A person subject to a suspension of a Constitutional right should be entitled to high evidentiary standards, an opportunity to be heard, and the right to face his or her accusers. Civil liberties advocates from across the political spectrum have expressed concerns about these “red flag” bills and how the procedure might lead to abuses because of insufficient due process protections in the bills.

Again, please contact committee members and ask them to OPPOSE these gun control schemes.

Go to:

Don’s Legislative Update for February 26, 2023

Legislative Update

Given the new Democratic majorities in the Michigan House of Representatives and Senate coupled with a Democratic Governor a push is being made for gun control legislation.  The margin is only 2 votes in both House & Senate.  We need to make our opinion known; we can make the difference on whether bills passed or fail.  Contacting your Representatives now is critically important.

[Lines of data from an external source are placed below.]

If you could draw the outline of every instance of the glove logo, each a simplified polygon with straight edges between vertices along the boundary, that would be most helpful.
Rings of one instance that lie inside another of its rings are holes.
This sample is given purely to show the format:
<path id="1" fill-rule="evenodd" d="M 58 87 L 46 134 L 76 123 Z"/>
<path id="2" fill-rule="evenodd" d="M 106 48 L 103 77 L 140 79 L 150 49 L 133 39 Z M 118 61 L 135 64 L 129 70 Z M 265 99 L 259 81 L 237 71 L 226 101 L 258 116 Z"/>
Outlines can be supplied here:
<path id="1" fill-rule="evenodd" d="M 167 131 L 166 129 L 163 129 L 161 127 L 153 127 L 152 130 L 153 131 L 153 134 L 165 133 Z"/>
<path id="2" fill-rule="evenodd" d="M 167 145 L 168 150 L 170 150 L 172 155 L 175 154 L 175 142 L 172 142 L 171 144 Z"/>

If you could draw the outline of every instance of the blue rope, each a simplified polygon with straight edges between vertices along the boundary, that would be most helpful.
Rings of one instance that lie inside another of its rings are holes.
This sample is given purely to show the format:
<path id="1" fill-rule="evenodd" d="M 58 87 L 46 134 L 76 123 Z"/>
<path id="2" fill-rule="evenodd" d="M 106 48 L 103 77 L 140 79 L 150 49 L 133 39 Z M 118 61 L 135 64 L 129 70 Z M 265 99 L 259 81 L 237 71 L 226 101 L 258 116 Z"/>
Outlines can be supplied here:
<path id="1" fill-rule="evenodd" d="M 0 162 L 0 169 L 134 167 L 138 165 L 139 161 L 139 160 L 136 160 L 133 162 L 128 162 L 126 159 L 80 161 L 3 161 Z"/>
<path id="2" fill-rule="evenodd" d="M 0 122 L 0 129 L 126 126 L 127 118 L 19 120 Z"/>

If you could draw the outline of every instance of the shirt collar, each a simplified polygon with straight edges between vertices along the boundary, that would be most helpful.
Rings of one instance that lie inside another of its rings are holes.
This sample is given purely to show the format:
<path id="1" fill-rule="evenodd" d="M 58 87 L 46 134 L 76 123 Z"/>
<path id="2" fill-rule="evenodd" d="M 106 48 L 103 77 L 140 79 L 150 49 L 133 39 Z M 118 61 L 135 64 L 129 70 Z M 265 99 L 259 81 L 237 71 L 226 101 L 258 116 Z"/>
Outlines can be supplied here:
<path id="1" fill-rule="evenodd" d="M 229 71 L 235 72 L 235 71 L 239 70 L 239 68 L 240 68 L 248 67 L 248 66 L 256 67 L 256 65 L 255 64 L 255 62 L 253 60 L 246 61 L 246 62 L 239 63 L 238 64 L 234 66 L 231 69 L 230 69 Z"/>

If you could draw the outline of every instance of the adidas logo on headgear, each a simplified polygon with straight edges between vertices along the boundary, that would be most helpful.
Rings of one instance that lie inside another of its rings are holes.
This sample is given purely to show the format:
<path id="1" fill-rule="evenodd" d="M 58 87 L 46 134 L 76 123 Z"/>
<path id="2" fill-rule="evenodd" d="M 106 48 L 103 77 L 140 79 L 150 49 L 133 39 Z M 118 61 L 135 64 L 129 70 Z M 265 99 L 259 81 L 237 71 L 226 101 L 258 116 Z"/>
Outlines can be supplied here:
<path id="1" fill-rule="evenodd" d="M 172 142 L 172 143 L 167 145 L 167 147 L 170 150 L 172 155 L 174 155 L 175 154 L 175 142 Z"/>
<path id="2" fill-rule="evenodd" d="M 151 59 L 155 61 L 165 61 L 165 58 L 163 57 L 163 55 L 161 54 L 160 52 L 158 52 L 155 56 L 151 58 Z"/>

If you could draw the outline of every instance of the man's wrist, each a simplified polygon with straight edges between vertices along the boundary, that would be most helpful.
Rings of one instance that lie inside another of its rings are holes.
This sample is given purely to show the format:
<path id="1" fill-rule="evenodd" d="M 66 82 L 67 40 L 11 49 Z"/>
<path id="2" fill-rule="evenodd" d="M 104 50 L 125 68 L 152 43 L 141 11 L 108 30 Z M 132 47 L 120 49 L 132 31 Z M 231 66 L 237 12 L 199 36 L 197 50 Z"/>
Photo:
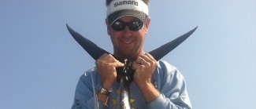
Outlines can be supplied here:
<path id="1" fill-rule="evenodd" d="M 103 85 L 102 85 L 98 90 L 98 93 L 102 93 L 106 96 L 109 96 L 111 92 L 111 89 L 106 89 Z"/>

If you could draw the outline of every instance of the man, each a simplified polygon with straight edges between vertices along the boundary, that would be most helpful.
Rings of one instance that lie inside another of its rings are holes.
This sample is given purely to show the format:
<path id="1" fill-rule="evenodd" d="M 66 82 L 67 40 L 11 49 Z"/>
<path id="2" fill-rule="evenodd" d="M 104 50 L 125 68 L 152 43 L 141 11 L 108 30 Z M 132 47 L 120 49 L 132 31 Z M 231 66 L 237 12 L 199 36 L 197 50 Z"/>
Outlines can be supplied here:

Michigan Democrats introduced 11 “control bills’ that fall into three main categories 1: requiring universal background checks to prevent private sales, 2: creating secure storage laws, and 3: establishing extreme risk protections orders, which are also known as “red flag laws,” which allow courts to temporarily remove firearms from those who pose a threat to themselves or others without due process.

When discussing policy, it’s helpful to focus on the practical implications of gun control laws on crime and public safety.  Use those points to craft communication with your elected officials. Your personal statements will have deeper impact.